L’ultimo in ordine di apparizione è stato l’inceneritore di Falascaia, noto come Pollino, attivo fino all’8 luglio 2010 aPietrasanta (Lucca), 2 km dalla spiaggia della Versilia. Questo impianto, di proprietà di Veolia (che ha rilevato Tev) è sotto accusa per l’inquinamento a due torrenti limitrofi, in cui ha sversato acqua contaminata da diossine e metalli pesanti. L’inceneritore non era nuovo a questa problematica visto che già nel 2008 era stato oggetto di aggiornamento tecnologico per lo stesso problema. Dall’evidenza dell’acqua avvelenata alla chiusura dell’impianto è trascorso un anno e mezzo. Della serie “controlli severi e massima collaborazione”, altro cavallo di battaglia dei fautori dell’incenerimento.
Lo scorso marzo 2010 è Arezzo protagonista con il sequestro dell’inceneritore della Chimet. Un intero territorio avvelenato da selenio, fiumi, terre coltivate. Un’impresa, la Chimet, blasonata da tutte le certificazioni del caso, che ha continuato ad avvelenare per anni l’ambiente circostante.

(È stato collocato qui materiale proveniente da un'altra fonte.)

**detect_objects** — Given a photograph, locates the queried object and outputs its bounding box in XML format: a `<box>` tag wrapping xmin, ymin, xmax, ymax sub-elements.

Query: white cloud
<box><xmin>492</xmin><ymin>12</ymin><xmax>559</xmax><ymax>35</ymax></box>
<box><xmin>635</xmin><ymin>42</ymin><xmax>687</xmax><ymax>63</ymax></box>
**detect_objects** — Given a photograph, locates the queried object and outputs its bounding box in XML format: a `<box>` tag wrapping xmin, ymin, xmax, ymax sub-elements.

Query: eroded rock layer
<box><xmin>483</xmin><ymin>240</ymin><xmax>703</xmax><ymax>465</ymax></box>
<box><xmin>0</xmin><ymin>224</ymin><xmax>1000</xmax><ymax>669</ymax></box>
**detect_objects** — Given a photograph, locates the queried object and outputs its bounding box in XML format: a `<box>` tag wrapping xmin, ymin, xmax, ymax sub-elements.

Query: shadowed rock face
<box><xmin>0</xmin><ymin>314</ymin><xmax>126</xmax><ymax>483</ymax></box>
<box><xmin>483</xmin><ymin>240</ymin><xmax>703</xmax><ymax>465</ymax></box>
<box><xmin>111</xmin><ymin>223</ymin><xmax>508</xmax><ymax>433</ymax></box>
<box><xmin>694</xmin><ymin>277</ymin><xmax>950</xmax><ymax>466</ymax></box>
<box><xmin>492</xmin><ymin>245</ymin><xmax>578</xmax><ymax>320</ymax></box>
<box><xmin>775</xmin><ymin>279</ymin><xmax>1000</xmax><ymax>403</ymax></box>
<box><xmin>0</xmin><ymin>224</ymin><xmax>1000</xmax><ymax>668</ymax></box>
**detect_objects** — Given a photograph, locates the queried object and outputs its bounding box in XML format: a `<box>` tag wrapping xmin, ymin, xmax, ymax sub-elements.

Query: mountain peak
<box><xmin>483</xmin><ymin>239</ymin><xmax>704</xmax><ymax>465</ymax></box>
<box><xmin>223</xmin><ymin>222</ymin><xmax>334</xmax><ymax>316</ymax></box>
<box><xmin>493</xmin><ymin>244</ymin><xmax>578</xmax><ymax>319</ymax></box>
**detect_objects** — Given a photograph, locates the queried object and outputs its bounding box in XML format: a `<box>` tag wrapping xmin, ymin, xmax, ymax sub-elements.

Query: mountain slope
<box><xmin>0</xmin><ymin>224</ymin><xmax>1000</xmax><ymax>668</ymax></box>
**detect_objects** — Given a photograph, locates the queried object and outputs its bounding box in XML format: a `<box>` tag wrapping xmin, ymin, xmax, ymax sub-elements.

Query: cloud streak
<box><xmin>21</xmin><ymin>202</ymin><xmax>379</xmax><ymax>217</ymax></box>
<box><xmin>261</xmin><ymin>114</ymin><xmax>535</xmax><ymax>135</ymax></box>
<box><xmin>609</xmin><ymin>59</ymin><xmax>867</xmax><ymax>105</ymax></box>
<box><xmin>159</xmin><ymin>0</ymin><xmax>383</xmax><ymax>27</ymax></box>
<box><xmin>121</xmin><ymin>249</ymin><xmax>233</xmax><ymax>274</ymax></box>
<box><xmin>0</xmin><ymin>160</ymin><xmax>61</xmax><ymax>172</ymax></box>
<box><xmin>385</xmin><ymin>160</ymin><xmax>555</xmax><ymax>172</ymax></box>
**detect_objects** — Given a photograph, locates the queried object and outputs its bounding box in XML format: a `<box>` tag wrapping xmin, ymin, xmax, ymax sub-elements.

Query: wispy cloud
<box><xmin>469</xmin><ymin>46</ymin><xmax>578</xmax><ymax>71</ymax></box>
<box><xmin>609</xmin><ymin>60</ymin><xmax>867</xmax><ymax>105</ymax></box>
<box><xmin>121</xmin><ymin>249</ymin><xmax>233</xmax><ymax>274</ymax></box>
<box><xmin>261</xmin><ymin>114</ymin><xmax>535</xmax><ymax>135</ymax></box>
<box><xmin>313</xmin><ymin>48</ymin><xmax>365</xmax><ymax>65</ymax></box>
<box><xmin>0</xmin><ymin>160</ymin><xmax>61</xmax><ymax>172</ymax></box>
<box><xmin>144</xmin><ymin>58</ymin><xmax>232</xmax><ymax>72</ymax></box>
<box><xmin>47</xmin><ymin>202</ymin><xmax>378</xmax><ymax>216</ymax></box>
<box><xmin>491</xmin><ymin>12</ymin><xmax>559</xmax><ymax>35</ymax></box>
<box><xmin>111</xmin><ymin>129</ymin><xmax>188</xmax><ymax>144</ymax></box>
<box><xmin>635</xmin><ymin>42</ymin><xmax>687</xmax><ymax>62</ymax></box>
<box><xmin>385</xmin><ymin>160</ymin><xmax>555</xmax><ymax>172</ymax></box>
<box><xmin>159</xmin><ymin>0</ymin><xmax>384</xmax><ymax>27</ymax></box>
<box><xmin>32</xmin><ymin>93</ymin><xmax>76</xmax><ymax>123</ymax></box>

A gennaio di quest’anno, 2010, sono sempre i carabinieri a sequestrare a Taranto l’impianto di incenerimento dei rifiuti cimiteriali ubicato all’interno del cimitero in località Tamburi, gestito dalla “Amiu Spa”. Il provvedimento di sequestro è scattato a seguito di un controllo ambientale, effettuato dal Noe dopo diverse segnalazioni di esalazioni maleodoranti, durante il quale i carabinieri hanno accertato che l’impianto era sprovvisto delle autorizzazioni provinciali al trattamento ed all’incenerimento dei rifiuti e di quelle relative alle emissioni in atmosfera.
Il grande botto lo fecero i due inceneritori di Colleferro (Roma). 13 arresti, 25 avvisi di garanzia, per sigillare l’intera attività che includeva tra l’altro traffico illecito di rifiuti pericolosi e truffa ai danni dello stato. Il procuratore di Velletri aveva messo in evidenza l’associazione a delinquere, l’immissione in atmosfera di veleni, l’accesso abusivo a sistemi informatici per taroccare i dati delle emissioni. Rifiuti speciali e pericolosi trattati come Cdr per incrementare guadagni e contributi. Eravano nel marzo del 2009.
I carabinieri del Noe hanno colpito a Brindisi sempre nel 2009 sequestrando l’inceneritore a Veolia con annessi il sistema di monitoraggio e controllo delle emissioni, 8 serbatoi verticali da 35 metri cubi contenenti rifiuti liquidi e 1000 fusti accatastati nel piazzale. Il loro contenuto? Nessuna indicazione sui serbatoi…
Siamo nel gennaio del 2008 quando un duro colpo per il comune di Terni: il sindaco Paolo Raffaelli, il Consiglio di Amministrazione dell’Azienda Speciale Multiservizi ed alcuni tecnici, in tutto nove persone, hanno ricevuto dalla procura un’informazione di garanzia in relazione a tredici presunti reati ambientali connessi al funzionamento dell’inceneritore municipale. Nel contempo l’inceneritore, la stazione di trasferenza e gli impianti connessi sono stati posti sotto sequestro.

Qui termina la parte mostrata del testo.